The kiwi had gained about half a cent to US41.3c over the weekend in the wake of concerted intervention by the European, United States, Japanese and Canadian central banks to buy the euro. The intervention pushed the euro up 4c to US90c before it consolidated around 88c, a level it held through local and Asian trading yesterday.
The New Zealand dollar firmed to US41.5c yesterday before slipping back to end the day around 41.3c again.
"We have seen buying from local exporters today mainly because they perceive a temporary bottom for the kiwi as it has been trading closely correlated with the euro for some time," said Citibank dealer Dean Sheridan.
Bank of New Zealand foreign exchange manager Greg Ball said: "The markets don't know which way to play it, because whilst we are getting an intervention, [US Treasury Secretary Lawrence] Summers is saying that the US still has a strong-dollar policy."
At this stage the intervention seemed a bit fragile and US support for it lukewarm, Mr Ball said.
Friday's intervention, thought to have cost between $US3 billion ($7.2 billion) and $US5 billion, gained extra credibility from its including the US Federal Reserve.
It was followed up by a statement from the Group of Seven (G7) leading industrial powers, meeting in Prague, who said they were acting out of "shared concern for the potential implications of recent movements in the euro for the world economy."
The euro has fallen relentlessly since its launch at the start of last year, losing more than 25 per cent of its value, and over the past three months the New Zealand and Australian dollars have moved in locked step with it.
While G7 policymakers may have acted in concert, the markets noted differences in their comments.
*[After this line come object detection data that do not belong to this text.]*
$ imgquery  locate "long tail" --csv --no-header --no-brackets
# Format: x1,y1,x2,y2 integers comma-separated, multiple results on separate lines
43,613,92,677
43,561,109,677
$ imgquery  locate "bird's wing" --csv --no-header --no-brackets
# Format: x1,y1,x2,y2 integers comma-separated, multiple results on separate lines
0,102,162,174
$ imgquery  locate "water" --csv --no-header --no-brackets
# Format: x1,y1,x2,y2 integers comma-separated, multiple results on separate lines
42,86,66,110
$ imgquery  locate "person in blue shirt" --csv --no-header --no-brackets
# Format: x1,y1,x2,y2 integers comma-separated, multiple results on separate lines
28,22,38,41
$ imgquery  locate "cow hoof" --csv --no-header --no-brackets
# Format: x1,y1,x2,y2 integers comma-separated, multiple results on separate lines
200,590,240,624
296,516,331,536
European Central Bank president Wim Duisenberg talked about the "orderly reversal" of the euro's decline.
But Mr Summers was at pains to stress that the policy of a strong dollar being good for the United States remained intact.
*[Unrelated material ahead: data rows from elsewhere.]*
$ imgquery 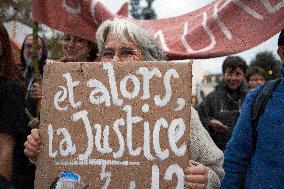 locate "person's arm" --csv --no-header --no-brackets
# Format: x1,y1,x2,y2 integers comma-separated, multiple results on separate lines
222,90,257,189
186,108,224,188
24,128,41,163
0,134,15,181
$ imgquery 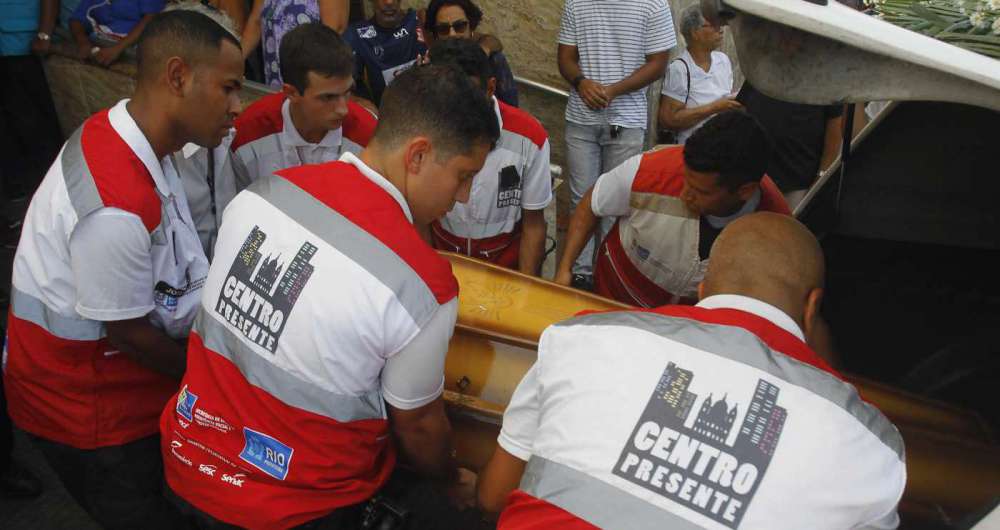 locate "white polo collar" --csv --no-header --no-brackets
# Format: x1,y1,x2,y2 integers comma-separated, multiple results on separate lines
281,98,344,148
108,99,173,197
698,294,806,342
340,151,413,223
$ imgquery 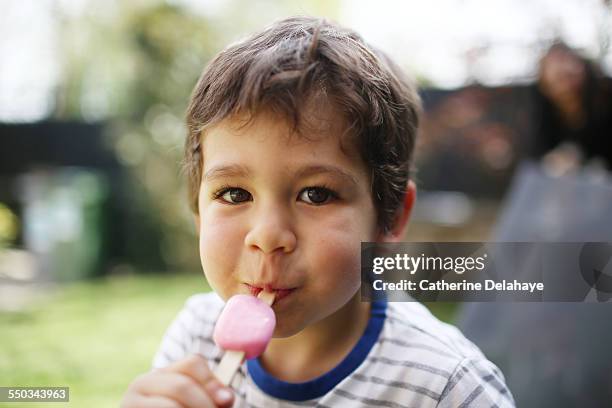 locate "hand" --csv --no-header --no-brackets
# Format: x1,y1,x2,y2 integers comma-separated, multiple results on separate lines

However, the strong dollar has helped to push the US current account deficit to about 4.5 per cent of GDP, while a string of big US companies have recently bemoaned exchange-rate impacts on their earnings.
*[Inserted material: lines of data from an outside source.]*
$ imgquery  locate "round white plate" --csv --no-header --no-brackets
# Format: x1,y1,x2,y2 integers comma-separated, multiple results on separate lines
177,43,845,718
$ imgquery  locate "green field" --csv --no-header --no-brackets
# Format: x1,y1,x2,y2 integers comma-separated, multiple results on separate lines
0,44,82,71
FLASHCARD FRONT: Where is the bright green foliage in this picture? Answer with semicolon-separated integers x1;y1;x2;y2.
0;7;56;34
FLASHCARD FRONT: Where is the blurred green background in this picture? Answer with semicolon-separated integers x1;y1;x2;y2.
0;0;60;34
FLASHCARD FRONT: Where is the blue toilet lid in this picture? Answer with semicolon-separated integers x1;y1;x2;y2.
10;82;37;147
Further intervention to support the euro would be needed, said local dealers.
"It's critical," Mr Sheridan said.
"If they don't follow through and get the euro above 90c within the next 24 or 48 hours, the market will take them on and it will be at 82c by the end of the week."
Mr Ball said the central banks had a huge task on their hands.
"Offshore funds are very long [on] euros and have been for a long time, in some cases since the launch of the euro, so any liquidity the central banks' intervention provides may be used by the funds to exit long positions."
And given the fundamental relative attractiveness of US over European assets, capital would continue to flow out of euros into US dollars, Mr Ball said.
But even though it might cost the G7 central banks a lot more than they initially thought, history suggested they would win the battle.
If Friday's intervention does mark a turning point for the euro, dealers do not expect the New Zealand dollar to fully match its recovery.
"We will probably decouple," Mr Sheridan said. "We won't recover to the same degree as the euro because growth rates are not so good here, there are policy concerns and, of course, the current account deficit.
"We might go to [US]43c, 44c, 45c maybe, but it is not going to happen in a hurry."
Mr Ball suspected the kiwi would also underperform the aussie.
"We are targeting A71c within the next six months [from 75.6c yesterday]."